Au fil des articles, Éric Fauthous nous raconte le rugby  et nous emmène découvrir sa passion. Il joue à l’ACBB Rugby et aurait pu jouer ailleurs, même s’il aime son club ; ce qui compte c’est le sport, et ceux que l’on rencontre et avec qui on partage tant de choses.  Dans cet article, Éric nous parle de la manifestation festive organisée par ce club pour faire entendre sa voix et son inquiétude devant la perte annoncée de son stade habituel et surtout devant le vide car rien d’autre n’est prévu à ce jour. L’e-BB suivra l’évolution de ce dossier en espérant qu’une solution satisfaisante pour tous sera trouvée.

Bonjour à toutes et tous, j’espère que vous allez bien et j’en profite pour souhaiter tous mes vœux de bonheur pour cette nouvelle année.

Samedi 7 janvier, un drôle de carnaval défilait dans votre ville, un  moment unique, où la fable et la comédie bousculent les règles. Sa majesté Carnaval qui aurait pu être en rose ne sera pas brûlée bien au contraire, car l’esprit rugby de cet enciero a voulu marquer la traditionnelle période où l’ordre social est inversé comme dans l’Antiquité.
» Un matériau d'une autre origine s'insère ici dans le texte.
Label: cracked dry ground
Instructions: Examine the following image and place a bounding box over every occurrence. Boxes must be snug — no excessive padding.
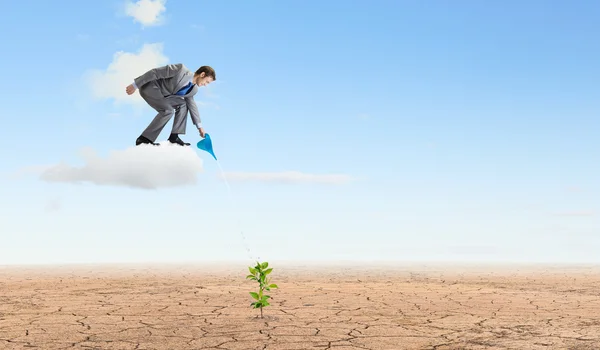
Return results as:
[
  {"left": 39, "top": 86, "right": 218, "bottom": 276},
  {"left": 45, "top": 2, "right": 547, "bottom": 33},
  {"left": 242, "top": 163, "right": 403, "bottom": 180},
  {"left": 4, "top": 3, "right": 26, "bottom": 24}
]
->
[{"left": 0, "top": 264, "right": 600, "bottom": 350}]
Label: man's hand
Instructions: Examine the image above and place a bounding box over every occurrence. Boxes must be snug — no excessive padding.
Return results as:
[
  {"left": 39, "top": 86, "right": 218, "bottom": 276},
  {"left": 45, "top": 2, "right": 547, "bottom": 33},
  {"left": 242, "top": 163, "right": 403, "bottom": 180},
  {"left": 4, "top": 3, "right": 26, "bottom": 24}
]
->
[{"left": 125, "top": 84, "right": 135, "bottom": 95}]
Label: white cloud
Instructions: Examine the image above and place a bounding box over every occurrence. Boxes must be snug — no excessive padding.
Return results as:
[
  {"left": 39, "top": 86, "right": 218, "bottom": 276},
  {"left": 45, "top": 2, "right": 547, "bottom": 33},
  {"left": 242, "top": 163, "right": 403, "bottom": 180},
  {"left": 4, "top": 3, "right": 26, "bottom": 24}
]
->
[
  {"left": 553, "top": 210, "right": 596, "bottom": 217},
  {"left": 223, "top": 171, "right": 352, "bottom": 185},
  {"left": 40, "top": 142, "right": 203, "bottom": 189},
  {"left": 85, "top": 43, "right": 169, "bottom": 105},
  {"left": 125, "top": 0, "right": 167, "bottom": 26}
]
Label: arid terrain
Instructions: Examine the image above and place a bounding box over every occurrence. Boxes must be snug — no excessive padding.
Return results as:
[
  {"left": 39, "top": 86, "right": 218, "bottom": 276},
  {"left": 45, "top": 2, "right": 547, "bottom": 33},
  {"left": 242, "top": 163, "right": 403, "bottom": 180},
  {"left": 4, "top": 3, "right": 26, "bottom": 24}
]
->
[{"left": 0, "top": 263, "right": 600, "bottom": 350}]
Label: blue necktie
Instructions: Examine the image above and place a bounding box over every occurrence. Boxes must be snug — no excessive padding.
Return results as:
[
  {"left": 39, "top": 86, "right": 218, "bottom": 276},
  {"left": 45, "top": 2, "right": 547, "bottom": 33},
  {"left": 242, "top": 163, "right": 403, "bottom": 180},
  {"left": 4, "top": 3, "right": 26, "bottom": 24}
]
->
[{"left": 175, "top": 81, "right": 193, "bottom": 95}]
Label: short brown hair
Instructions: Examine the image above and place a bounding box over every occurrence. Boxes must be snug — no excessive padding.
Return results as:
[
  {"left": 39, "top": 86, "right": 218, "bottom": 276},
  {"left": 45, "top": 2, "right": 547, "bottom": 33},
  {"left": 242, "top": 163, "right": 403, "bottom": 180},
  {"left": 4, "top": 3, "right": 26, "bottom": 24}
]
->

Les maîtres devenaient esclaves et les esclaves des maîtres.

Mais pourquoi ? Et bien imaginez que l’on chasse la plus grande  famille,765 rugbymen Amateurs et son école hors de sa maison où il y vivait depuis plus de 30 ans. Pour y reloger 40 Professionnels sans solution de rechange. Ce n’est pas très sportif, et je dois dire à l’encontre des valeurs de ce sport..

 

Coup d’envoi C’est sous le slogan « On ne lâche rien » que débute ce charivari  bien organisé afin de se faire entendre de tous. Sous les lumières de la ville, la marche fut un beau succès. Quelque 800 personnes de 7 à 77 ans  s’étaient donné rendez-vous, applaudies par des riverains aux fenêtres, des usagers de la route conciliants et curieux, des passants ne refusant pas les explications et se voyer sans le savoir prononcer «  Ne lâchez rien ». Alors là je dis : bravo ! Comme par magie la communion s’est faite. Il ne manquait plus que les mouchoirs blancs aux balcons.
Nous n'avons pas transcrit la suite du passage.